Doch diese Darstellung erntet nun nicht nur in der Sache Kritik. Auch an der Form der Auseinandersetzung reiben sich viele in der Stadt. Es sind gegenwärtig die AfD, Teile der Linken und Teile der FDP, die sich auf die Seite der Flugplatz-Befürworter gestellt haben. Im Rat standen SPD, CDU und Grüne bisher zu dem damaligen Ratsbeschluss. Erzählt wird, dass zwischen der Stadtverwaltung und dem Luftsportverein vor Jahren zunächst Einvernehmen geherrscht habe: Der Verein sollte umziehen, der Vorstand soll einverstanden gewesen sein, der Feuerwehr-Flugdienst würde ins 30 Kilometer entfernte Uelzen ausweichen. Vorgesehen war, dass das Gelände bis Oktober dieses Jahres geräumt werden soll. Doch dann schwenkte der Verein um, wollte den Platz erhalten und sah als Chance das Plebiszit. https://www.youtube.com/watch?v=4lXeBr8TLeM Nun gibt es Berichte, dass die Sammlung der Unterschriften (in der ersten Stufe mussten knapp 6000 zustande kommen) mit merkwürdigen Methoden geschehen sei. So seien Menschen vor Supermärkten regelrecht gedrängt worden, sich zu beteiligen. Die Organisatoren weisen das als unzutreffende Anschuldigung zurück. Oberbürgermeister Ulrich Mädge berichtet auf Rundblick-Anfrage, dass er eine „emotionalisierte Stimmung“ in Lüneburg feststelle. So sei er persönlich attackiert worden, da es ihm angeblich nur um Eigeninteressen gehe. Der OB wohnt im angrenzenden Stadtteil.

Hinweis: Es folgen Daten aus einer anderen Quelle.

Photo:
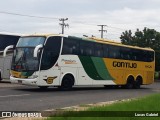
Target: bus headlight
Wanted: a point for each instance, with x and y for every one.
(33, 76)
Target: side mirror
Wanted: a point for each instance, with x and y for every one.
(35, 54)
(6, 49)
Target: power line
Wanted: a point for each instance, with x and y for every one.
(102, 30)
(63, 24)
(24, 15)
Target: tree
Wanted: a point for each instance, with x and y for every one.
(146, 38)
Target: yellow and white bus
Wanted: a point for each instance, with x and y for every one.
(66, 61)
(6, 39)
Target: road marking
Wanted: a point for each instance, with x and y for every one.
(14, 95)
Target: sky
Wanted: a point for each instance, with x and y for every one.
(83, 16)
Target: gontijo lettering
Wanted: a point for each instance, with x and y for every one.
(124, 64)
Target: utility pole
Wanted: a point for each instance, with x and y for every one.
(102, 30)
(63, 24)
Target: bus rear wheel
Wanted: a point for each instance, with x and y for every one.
(130, 82)
(67, 82)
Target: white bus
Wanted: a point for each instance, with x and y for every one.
(66, 61)
(6, 39)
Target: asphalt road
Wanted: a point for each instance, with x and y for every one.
(27, 98)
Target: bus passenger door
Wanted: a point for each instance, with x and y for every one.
(6, 67)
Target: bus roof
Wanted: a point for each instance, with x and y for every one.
(9, 33)
(105, 41)
(99, 40)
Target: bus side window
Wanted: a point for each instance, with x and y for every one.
(70, 46)
(114, 52)
(86, 48)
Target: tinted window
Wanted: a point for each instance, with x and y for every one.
(87, 48)
(105, 49)
(51, 52)
(70, 46)
(98, 50)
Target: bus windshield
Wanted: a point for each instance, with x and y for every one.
(30, 41)
(23, 59)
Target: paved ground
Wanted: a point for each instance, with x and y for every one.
(26, 98)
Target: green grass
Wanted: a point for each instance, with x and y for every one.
(124, 108)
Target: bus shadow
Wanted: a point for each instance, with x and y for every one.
(75, 89)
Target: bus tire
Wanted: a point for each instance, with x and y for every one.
(138, 82)
(67, 82)
(130, 82)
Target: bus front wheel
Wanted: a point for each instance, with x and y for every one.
(67, 82)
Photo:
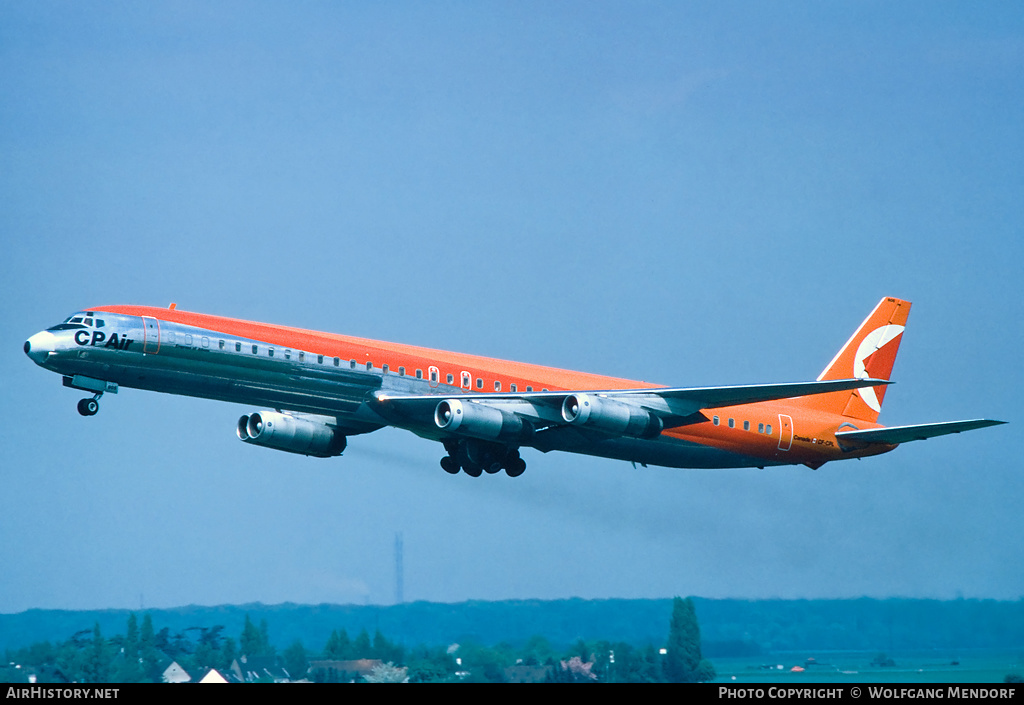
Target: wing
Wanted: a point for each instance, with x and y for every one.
(896, 434)
(639, 413)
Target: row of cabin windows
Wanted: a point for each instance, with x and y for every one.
(762, 428)
(466, 378)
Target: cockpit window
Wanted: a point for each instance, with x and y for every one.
(81, 320)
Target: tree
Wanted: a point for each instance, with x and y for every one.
(295, 661)
(387, 672)
(682, 660)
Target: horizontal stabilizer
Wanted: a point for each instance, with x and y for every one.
(919, 431)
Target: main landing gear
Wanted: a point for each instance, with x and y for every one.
(476, 457)
(89, 407)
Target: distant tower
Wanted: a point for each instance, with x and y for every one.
(399, 579)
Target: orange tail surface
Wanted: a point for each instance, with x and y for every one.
(870, 353)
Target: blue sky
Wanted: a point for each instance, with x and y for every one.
(680, 193)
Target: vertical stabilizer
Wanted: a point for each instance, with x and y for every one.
(870, 353)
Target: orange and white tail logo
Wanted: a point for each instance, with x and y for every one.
(870, 353)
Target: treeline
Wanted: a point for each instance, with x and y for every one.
(142, 655)
(730, 627)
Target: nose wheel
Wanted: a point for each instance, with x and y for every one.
(89, 407)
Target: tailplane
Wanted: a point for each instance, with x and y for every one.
(869, 354)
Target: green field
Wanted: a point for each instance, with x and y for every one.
(855, 667)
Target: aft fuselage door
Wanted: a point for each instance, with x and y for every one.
(785, 432)
(152, 344)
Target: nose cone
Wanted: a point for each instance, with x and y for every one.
(40, 345)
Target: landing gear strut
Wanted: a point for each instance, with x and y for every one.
(89, 407)
(476, 457)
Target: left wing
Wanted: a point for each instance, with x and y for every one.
(639, 413)
(919, 431)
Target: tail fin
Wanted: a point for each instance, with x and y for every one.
(868, 354)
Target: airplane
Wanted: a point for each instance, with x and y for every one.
(320, 388)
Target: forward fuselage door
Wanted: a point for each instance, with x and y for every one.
(785, 432)
(152, 326)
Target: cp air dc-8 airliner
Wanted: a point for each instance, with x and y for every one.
(324, 387)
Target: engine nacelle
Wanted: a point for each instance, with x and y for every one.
(480, 421)
(292, 433)
(612, 417)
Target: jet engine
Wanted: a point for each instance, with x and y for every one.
(612, 417)
(292, 432)
(480, 421)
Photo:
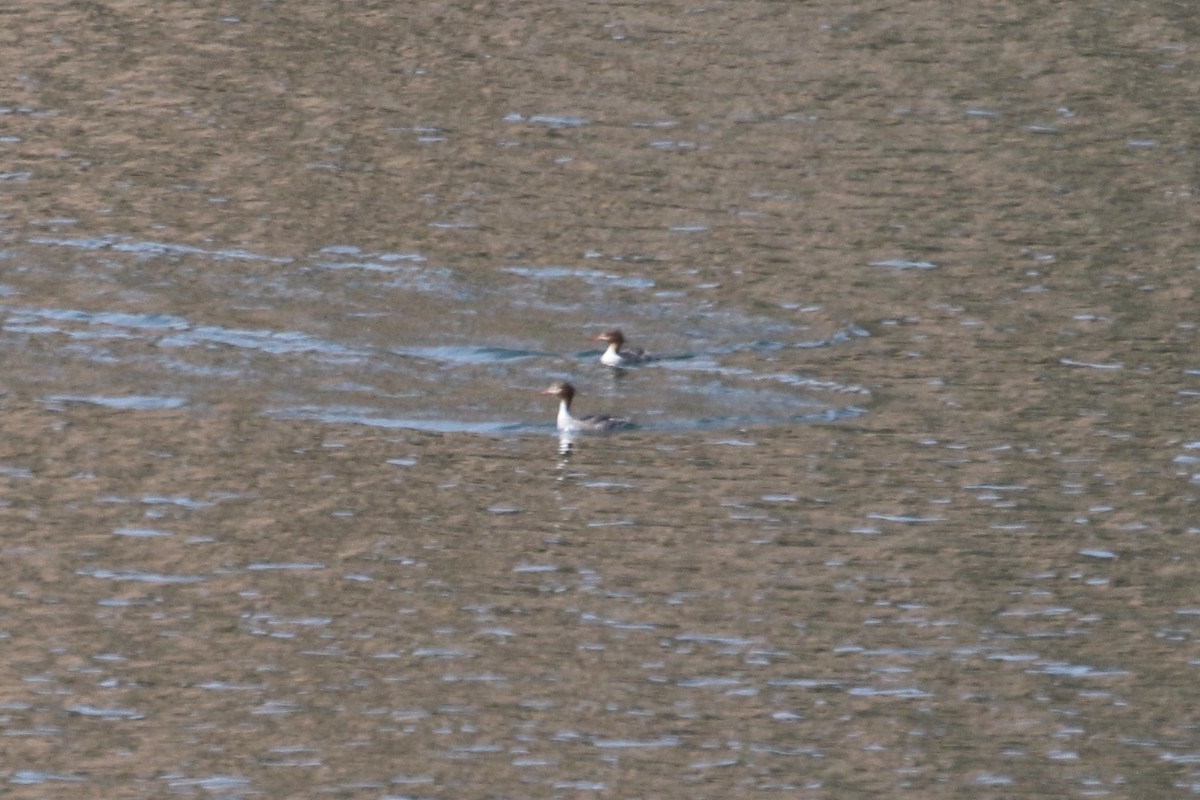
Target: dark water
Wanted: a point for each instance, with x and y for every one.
(910, 510)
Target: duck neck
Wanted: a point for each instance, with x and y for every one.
(565, 421)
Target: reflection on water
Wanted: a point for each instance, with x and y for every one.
(437, 382)
(910, 510)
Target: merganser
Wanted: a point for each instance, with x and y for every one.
(568, 423)
(617, 358)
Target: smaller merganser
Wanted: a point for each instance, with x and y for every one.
(617, 358)
(568, 423)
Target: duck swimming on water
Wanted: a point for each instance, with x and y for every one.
(615, 356)
(569, 423)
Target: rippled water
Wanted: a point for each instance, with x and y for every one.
(909, 511)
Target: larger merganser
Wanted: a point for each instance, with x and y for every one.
(615, 356)
(568, 423)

Gefährdung durch Unfälle sei nicht auszuschließen

Mädge argumentiert auch mit der Sicherheit: Der Flugplatz werde vornehmlich von älteren Hobby-Fliegern genutzt, ringsum lebten 24.000 Menschen in Wohngebieten, es gebe zehn Kindergärten und Schulen. Eine Bundeswehrkaserne mit einem Munitionslager liege nebenan. Da Flugunfälle häufig bei Starts und Landungen geschähen, sei eine Gefährdung an diesem Ort nicht auszuschließen. Die Frage beim Bürgerentscheid lautet nun, ob der Pachtvertrag mit dem Luftverkehrsverein um weitere 15 Jahre verlängert werden soll. https://www.youtube.com/watch?v=iDmtc7F7tNg Erfolgreich wäre das Plebiszit dann, wenn mehr als die die Hälfte der Abstimmenden mit Ja votieren – und diese Ja-Stimmen mindestens 20 Prozent der wahlberechtigten Lüneburger ausmachen. Es müssten also mindestens 11.846 Ja-Stimmen abgegeben werden. 6000 Briefwahl-Unterlagen wurden bisher angefordert, 4500 sind schon zurückgeschickt worden. Außerdem öffnen am Sonntag auch die Wahllokale für jene, die direkt abstimmen wollen. Sollte der Bürgerentscheid erfolgreich sein, deutet sich der nächste Konflikt bereits an. Die Höhe der Pacht wäre dann nämlich nicht festgeschrieben. Bisher beträgt diese 15.000 Euro im Jahr – sie müsste wohl, wenn der Vertrag um 15 Jahre verlängert werden soll, nach den aktuellen Bodenrichtwerten angehoben werden.
Dieser Artikel erschien in Ausgabe #109.